The dish

American Honey.

American Honey was the last movie on my to-watch list from 2016 that I hadn’t seen, put off by its running time (163 minutes) when there were so many other, shorter movies to see. It’s too long, which almost goes without saying, and the story doesn’t really gel until the final twenty minutes, but this is a star-making turn for neophyte Sasha Lane, and the meandering script still has some cogent points to make about the American teenaged underclass, enough that you might still want to tough this one out through the slow parts. The movie is available free on amazon prime or to rent on iTunes.

Lane, who was discovered by director Andrea Arnold while on spring break and then won the part after her audition, plays Star, a possibly 18-year-old girl who scavenges dumpsters for food, is regularly molested by her (step?)father, and watches two (half-)siblings because their mother is too busy getting drunk and line dancing to bother. A van of young adults traveling the country selling magazine subscriptions door to door stops in a parking lot right in front of her, when team leader Jake (Shia Laboeuf) flirts with her and recruits to join them. Star runs away the same evening, foisting the younger kids on their disinterested mother, and the remainder of the film follows the van of misfit boys and girls across several stops, focusing on the incipient relationship between Star and Jake – and the ongoing one between Jake and their boss, Krystal (Riley Keough, the daughter of Lisa Marie Presley).

Lane is a revelation in this role, stepping into it like a child actor who’s been on screen for years, switching effortlessly from false bravado to childlike neediness, emanating an inner strength shackled by her lack of any life experience or the self-confidence that comes from it. Lebro is convincing as Jake, but the character is so unlikeable – manipulative, greedy, amoral – that it’s hard to see why Star would remain attracted to him or desirous of his attentions after he has repeatedly taken advantage of her, lied to and in front of her, stolen, and even threatened several people with a gun (in the least believable scene of the film). If we’re just rehashing her childhood – girl from an abusive environment is attracted to abusive men – then we need some sort of growth for Star, character development she doesn’t really get from the script. And Krystal is as one-note a character as they come, a mere plot convenience who’s there to throw a wrench into the Jake-Star relationship.

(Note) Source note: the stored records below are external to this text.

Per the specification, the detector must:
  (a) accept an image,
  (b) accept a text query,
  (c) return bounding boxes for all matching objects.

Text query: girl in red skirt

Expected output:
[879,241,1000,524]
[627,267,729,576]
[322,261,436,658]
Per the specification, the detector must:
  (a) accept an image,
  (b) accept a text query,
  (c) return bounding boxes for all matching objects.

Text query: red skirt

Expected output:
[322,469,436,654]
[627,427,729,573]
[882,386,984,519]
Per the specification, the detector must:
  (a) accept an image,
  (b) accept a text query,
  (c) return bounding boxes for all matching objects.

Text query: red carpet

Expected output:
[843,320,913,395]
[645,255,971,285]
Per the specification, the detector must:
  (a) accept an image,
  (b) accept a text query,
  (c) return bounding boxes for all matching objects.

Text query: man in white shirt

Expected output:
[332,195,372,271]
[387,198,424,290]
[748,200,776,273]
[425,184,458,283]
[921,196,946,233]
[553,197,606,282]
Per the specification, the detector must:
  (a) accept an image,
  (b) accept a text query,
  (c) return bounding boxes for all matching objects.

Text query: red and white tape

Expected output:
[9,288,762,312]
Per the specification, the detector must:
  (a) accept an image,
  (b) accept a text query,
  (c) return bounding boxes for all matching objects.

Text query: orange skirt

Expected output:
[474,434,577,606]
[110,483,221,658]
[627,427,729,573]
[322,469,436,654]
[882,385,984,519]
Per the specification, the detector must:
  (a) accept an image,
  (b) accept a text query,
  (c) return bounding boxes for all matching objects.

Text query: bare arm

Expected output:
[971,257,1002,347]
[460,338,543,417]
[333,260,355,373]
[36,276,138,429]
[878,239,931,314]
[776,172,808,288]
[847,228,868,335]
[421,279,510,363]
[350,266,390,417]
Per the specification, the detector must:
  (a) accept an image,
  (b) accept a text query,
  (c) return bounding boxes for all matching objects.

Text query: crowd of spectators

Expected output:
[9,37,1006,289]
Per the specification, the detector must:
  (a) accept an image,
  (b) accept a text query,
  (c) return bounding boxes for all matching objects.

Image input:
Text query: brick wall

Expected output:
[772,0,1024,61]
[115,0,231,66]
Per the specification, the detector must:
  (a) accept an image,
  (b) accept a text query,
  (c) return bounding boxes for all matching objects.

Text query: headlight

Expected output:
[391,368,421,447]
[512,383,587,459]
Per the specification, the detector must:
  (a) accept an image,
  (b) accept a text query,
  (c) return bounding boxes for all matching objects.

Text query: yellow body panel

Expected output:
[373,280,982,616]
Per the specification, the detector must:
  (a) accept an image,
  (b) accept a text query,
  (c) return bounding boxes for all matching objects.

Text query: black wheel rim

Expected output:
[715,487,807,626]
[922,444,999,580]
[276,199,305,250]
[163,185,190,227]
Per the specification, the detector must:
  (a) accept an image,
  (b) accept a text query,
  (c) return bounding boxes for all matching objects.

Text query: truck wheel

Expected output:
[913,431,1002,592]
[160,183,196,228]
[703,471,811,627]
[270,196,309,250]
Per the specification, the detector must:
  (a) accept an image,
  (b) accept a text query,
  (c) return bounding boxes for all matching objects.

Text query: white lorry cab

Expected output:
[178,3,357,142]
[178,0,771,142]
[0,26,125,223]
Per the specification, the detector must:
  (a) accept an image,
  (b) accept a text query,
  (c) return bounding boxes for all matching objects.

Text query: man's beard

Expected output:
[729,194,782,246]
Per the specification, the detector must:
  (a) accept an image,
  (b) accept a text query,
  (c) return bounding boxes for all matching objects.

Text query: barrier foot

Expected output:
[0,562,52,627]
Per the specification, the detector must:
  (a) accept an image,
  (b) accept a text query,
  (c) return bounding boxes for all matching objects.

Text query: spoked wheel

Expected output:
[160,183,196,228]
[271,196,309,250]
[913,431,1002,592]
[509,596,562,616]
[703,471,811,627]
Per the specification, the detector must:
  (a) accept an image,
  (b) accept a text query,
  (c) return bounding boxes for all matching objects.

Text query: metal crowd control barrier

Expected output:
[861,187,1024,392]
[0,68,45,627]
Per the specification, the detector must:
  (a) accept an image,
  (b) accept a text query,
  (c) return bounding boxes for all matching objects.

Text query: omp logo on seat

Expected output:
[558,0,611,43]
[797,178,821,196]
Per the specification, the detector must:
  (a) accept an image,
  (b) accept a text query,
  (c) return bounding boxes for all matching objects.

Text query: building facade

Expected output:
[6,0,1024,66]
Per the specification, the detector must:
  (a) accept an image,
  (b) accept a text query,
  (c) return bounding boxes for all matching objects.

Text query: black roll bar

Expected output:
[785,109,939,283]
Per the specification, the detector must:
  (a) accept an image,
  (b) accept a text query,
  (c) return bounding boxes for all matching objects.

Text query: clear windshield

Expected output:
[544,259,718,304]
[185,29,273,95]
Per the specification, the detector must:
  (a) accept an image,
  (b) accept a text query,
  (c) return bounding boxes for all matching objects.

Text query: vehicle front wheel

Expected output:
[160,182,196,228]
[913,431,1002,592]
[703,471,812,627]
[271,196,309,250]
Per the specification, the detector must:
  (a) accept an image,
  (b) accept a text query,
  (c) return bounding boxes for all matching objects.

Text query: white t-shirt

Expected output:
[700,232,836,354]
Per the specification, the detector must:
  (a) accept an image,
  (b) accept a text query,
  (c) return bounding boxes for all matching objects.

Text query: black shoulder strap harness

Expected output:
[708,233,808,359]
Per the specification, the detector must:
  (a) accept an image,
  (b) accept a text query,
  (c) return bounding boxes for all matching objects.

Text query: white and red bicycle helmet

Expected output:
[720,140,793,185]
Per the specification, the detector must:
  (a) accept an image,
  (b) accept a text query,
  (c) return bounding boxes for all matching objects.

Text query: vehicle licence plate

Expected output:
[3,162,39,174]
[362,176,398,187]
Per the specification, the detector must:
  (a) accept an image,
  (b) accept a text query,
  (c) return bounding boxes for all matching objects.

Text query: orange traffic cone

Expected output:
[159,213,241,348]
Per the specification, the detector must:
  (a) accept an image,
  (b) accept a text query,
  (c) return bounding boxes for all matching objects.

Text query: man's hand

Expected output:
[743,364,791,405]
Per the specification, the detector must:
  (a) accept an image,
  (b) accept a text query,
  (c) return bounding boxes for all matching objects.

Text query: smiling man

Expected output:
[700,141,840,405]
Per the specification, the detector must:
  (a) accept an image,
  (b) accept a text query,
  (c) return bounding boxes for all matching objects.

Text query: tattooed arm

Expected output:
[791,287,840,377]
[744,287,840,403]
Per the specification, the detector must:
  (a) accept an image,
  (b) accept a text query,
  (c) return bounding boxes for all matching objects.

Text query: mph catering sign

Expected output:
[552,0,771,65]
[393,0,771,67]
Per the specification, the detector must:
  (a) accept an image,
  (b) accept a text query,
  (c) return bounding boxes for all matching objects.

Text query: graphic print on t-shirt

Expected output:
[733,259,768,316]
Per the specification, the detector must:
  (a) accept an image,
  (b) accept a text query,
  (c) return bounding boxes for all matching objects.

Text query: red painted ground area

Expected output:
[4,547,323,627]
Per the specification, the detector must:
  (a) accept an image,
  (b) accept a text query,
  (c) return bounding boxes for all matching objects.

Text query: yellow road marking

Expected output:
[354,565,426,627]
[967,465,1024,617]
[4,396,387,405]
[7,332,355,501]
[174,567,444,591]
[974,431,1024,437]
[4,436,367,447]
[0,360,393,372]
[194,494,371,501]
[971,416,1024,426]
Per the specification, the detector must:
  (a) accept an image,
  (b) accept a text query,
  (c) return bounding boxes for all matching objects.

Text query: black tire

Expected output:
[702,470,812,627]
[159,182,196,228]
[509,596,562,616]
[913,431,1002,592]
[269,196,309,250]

The other fundamental problem with this movie is how joyless it is until the last couple of scenes. Even when the kids are supposed to be having fun, there’s nothing fun about these scenes; there’s often a Lord of the Flies vibe just under their surface. You can tell a story about kids with no direction and little hope yet still show their quotidian lives as having moments of happiness that eventually lose out to the bigger despair, but there just isn’t much of that here. Only when Star bottoms out and then runs into a family that reminds her of her own home life does she have a small epiphany that propels her forward even as the other characters remain the same. That may be the point – that for most of these kids, the same is all they’re going to get, and maybe we should pay more attention to this underclass so they don’t end up selling possibly-fake magazine subscriptions while riding around the country in the back of a van singing bad rap songs – but the story needs to go somewhere, and it doesn’t really get enough of an ending.

(One detail that bugged me: The van was full when Star joined, but later we see the crew picking up more recruits. So did they just dump some of the others? Or is the van actually a sort of clown car?)

Water recurs as a motif throughout the film, including in the final scene, in a way that I think was intentional, a symbol of rebirth but also of a primal need that ties everyone, regardless of wealth or poverty, together. (Thirst comes up several times in the movie, which I’m including as the same symbol as the water.) Star ends up taking a ride with a trucker – she’s too trusting – and they end up discussing how neither has ever seen the ocean. She slips into a puddle and has a momentary meltdown. And when she hits her nadir, she’s surrounded by oil, with no water in sight.

Will Leitch and Tim Grierson often refer to an old line of Gene Siskel’s, asking whether it would be more enjoyable to watch the movie or have dinner with the cast and crew. (At least, I think that’s the quote. If not, just go with it for now.) There is no question in my mind that dinner with the actors who play the kids in American Honey would be a more interesting, even educational experience. Arielle Holmes plays Pagan, but she herself spent several years as a homeless heroin addict on the streets of New York, eventually writing a memoir and starring in a movie about her own life. Arnold cast several other non professionals in the other roles; I can’t believe they wouldn’t collectively have a more interesting set of stories to tell me than the one told in this movie. Maybe she should have given us fewer characters but told more about the ones she shows, instead of using them as backdrop for the Star-crossed lovers’ broken romance.